Dans les heures et les jours qui ont suivi l'évènement, les retours ont été nombreux, et très positifs de la part d'un public qui salue d'emblée la force avec laquelle cette jeune équipe a mené ce combat, construisant ce projet de toutes pièces en partant de zéro. « Respect et admiration devant tout ce travail, cette énergie, ce savoir-faire, et cette belle humilité/humanité à vivre ensemble ce pari fou afin de sortir des sentiers battus », écrit par exemple François Hanss sur Facebook. Après avoir discuté avec les jeunes réalisateurs, Line Renaud se met en quête de féliciter personnellement Daphné Juster, la comédienne qui incarne Madame, ainsi que Gaylor Morestin pour sa musique et Léo De Celles pour ses lumières.
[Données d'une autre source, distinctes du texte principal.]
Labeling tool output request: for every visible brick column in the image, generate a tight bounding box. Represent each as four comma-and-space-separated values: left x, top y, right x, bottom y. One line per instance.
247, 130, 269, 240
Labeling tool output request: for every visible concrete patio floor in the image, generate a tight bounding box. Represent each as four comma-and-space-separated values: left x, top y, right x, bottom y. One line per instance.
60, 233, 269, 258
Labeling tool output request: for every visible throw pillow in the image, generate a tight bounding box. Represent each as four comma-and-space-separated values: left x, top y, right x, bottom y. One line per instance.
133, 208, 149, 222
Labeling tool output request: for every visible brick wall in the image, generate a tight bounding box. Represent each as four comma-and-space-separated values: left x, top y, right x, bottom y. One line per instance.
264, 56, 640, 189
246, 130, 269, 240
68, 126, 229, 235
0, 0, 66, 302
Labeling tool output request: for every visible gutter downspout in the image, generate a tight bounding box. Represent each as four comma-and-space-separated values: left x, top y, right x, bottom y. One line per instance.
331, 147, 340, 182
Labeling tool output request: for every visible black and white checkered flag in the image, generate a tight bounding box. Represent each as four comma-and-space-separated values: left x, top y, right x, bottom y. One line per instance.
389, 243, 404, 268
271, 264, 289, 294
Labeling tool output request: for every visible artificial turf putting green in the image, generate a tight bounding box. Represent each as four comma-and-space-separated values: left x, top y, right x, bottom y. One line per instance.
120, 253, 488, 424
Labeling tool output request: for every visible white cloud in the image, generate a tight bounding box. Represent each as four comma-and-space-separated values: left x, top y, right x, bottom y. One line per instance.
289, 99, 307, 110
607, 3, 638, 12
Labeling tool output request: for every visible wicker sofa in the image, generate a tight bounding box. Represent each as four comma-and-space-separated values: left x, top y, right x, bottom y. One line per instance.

En marge, un spectateur se dit « sincèrement impressionné » par ce qu'il considère comme « un très beau film : épuré, tendu, captivant et drôle aussi ». « J'aime beaucoup le ton grinçant du sujet qui me rapelle celui de Chabrol », déclare pour sa part Caroline Casadesus. Pour Gérard Mordillat, « C'est réussi et, en sortant de la projection, on se dit vivement le prochain ! ».
À quand la suite ?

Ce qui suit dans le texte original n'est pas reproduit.